I’m hardly aware of the car driving backward, bumping through the small path covered with underbrush until it gets to a real road. Then it speeds up, darting forward at a breath-stealing pace. Everest’s talking in a quiet, undecipherable voice into his cell phone, but I can tell from the way he’s hunched forward, his shoulders rigid, how stressed he is. Somehow it calms me, to feel surrounded by these people. If anyone can save Damien, it’s them.
Rain starts to fall lightly before turning into a thick sheet that tumbles from the sky, which is occasionally illuminated by a crack of lightning. I turn my face to the window, looking at the raindrops dash against the glass. It’s strange to see how things have come full circle in a way. I was once their captive. Now I’m the one calling them to me. I’m the one crying because my kidnapper is lying unconscious in the back of the van.
Unconscious, dying, and I didn’t save him.
Stupid, pointless, weak Seraphina.
Hopeless, sad, pathetic Seraphina.
You can’t have anything in this life, so why do you even fucking try?
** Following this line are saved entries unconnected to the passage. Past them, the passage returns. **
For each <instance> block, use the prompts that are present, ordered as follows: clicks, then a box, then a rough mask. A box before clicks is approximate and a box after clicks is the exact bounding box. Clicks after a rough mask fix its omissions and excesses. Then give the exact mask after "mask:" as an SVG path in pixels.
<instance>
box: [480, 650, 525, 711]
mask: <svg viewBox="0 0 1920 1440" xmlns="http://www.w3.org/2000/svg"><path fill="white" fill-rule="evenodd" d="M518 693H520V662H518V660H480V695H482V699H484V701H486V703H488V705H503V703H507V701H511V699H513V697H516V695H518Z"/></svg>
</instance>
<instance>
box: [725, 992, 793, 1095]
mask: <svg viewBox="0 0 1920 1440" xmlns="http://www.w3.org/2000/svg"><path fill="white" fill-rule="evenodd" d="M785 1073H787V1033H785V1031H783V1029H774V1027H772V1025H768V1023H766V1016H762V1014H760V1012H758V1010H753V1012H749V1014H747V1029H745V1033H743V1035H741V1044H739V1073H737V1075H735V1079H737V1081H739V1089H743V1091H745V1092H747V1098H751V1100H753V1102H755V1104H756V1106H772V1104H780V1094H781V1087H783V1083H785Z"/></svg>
Nothing good ever chooses you. Your fate is to suffer, and then to die, like the stupid, shitty little jellyfish that you are.
I coat myself in bitter thoughts of pity and self-hatred, but somehow, exhaustion gets the better of me. Despite my world unraveling before me, somehow, I sink into a deep, thoughuncomfortable sleep.
I’m startled awake by an arm shaking me. For one delicious moment, I imagine it’s Damien, and I nestle closer to him, before the strange, citrusy scent makes me stiffen. It’s not Damien, it’s Logan.
“We’re here,” he says quietly, helping me out of the car and guiding me to a small, nondescript motel.
His jaw is tight, and panic eats at me. Something is wrong. Something is very wrong.
“Where’s Damien?”
“Inside.”
His curt reply does nothing to calm my fear. We walk down the hallway and through one of the cracked doors I see Damien lying on a bed, his face ash-grey in the flickering motel light. Doctor Farley is hurrying around him, doing things I can’t see.